Example 3: balanced tree with 5 nodes, log2(5) = 2.32
(depth of tree is 2 nodes)."
This is useful, because you can simply traverse down to this level and then start looking around. It is useful and important to know the depth your node is located on, so you can start looking there, instead of starting to look at the beginning. Unless you know what level of the tree you are on, you get to start looking at all the nodes sequentially.
That is why I think it is helpful to know the depth of the node we are searching for.
It is a little bit odd, since having the "positional value" is not something we normally care about in a tree. I can see why Steve thought of this in terms of an array, since positional value is inherent in arrays.
-Brian J. Stinar-
Something that at least resembles your description is the Binary Heap, used a.o. in Priority Queues.
I think I've found the answer, or at least a facsimile.
Assume the tree nodes are numbered, starting at 1, top-down and left-to-right. Assume traversal begins at the root, and halts when it finds node X (which means the parent is linked to its children). Also, for quick reference, the base 2 logarithmic values for nodes 1 through 12 are:
log2(1) = 0.0
log2(2) = 1
log2(3) = 1.58
log2(4) = 2
log2(5) = 2.32
log2(6) = 2.58
log2(7) = 2.807
log2(8) = 3
log2(9) = 3.16
log2(10) = 3.32
log2(11) = 3.459
log2(12) = 3.58
The fractional portion represents a unique diagonal position (notice how nodes 3, 6, and 12 all have fractional portion 0.58). Also notice that every node belongs either to the left or right side of the tree, depending on whether the log fractional component is less or great than 0.5. Anecdotes aside, the algorithm for finding a node is then as follows:
examine fractional portion, if it is less than .5, turn left. Else turn right.
subtract one from the whole number portion of the log, stop if the value reaches zero.
double the fractional portion, and start over.
So, for example, if node 11 is what you seek then you start by computing the log which is 3.459. Then...
3-459 <=fraction less than .5: turn left and decrement whole number to 2.
2-918 <=doubled fraction more than .5: turn right and decrement whole number to 1.
1-836 <=doubling .918 gives 1.836: but only fractional part counts: turn right and dec prior whole number to 0. Done!!
With appropriate accomodations, the same technique appears to work for any balanced n-ary tree. For example, given a balanced ternary tree, the choice of following left, middle, or right edges is again based on the fractional portion of the log, as follows:
between 0.5-0.832: turn left (a one-third fraction range)
between 0.17-0.49: turn right (another one-third fraction range)
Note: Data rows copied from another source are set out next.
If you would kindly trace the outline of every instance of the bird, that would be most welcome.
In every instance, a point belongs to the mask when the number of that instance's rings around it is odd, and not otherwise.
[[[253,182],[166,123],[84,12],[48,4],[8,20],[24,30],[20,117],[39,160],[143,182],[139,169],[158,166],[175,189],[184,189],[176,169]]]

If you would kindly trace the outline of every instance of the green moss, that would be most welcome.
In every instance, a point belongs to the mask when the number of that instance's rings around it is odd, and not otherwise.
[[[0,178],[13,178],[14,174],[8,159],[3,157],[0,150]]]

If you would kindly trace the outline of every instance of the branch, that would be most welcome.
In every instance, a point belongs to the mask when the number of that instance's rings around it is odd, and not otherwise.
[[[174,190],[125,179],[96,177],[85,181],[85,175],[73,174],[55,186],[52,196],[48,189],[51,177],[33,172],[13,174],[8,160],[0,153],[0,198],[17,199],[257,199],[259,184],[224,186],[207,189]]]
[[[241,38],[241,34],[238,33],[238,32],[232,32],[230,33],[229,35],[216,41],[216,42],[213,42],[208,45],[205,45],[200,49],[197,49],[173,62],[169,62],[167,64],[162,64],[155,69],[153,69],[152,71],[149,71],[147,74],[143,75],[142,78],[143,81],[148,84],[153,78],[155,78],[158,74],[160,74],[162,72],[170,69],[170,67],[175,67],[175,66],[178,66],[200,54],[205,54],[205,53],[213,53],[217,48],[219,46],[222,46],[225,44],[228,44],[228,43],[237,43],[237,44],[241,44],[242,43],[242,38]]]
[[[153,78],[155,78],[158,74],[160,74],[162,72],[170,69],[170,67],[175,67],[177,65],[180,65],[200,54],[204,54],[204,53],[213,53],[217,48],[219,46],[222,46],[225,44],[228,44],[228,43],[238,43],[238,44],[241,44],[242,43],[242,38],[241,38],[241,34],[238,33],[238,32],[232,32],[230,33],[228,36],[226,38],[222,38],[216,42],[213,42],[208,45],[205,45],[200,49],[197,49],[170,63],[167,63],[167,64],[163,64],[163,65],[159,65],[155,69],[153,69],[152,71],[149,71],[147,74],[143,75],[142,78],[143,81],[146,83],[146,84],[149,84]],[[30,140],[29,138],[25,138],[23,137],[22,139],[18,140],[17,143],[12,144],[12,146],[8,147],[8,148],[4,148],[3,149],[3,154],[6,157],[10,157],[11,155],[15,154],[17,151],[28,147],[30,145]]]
otherwise go down the middle. (the last one-third range)
The algorithm is adjusted by multiplying the fractional portion by 3 instead of 2. Again, a quick reference for those who want to test this last statement:
log3(1) = 0.0
log3(2) = 0.63
log3(3) = 1
log3(4) = 1.26
log3(5) = 1.46
log3(6) = 1.63
log3(7) = 1.77
log3(8) = 1.89
log3(9) = 2
At this point I wonder if there is an even more concise way to express this whole "log-based top-down selection of a node." I'm interested if anyone knows...
Case 1: Nodes have pointers to their parent
Starting from the node, traverse up the parent pointer until one with non-null right_child is found. Go to the right_child and traverse left_child as long as they are non-null.
Case 2: Nodes do not have pointers to the parent
Starting from the root, find the path to the node (including the root and the node). Then find the latest vertex (i.e. a node) in the path that has non-null right_child. Go the the right_child and traverse left_child as long as they are non-null.
In both cases, we traversing either up or down from the root to one of the nodes. The maximum of such traversal is in the order of the depth of the tree, hence logarithmic in the size of the nodes if the tree is balanced.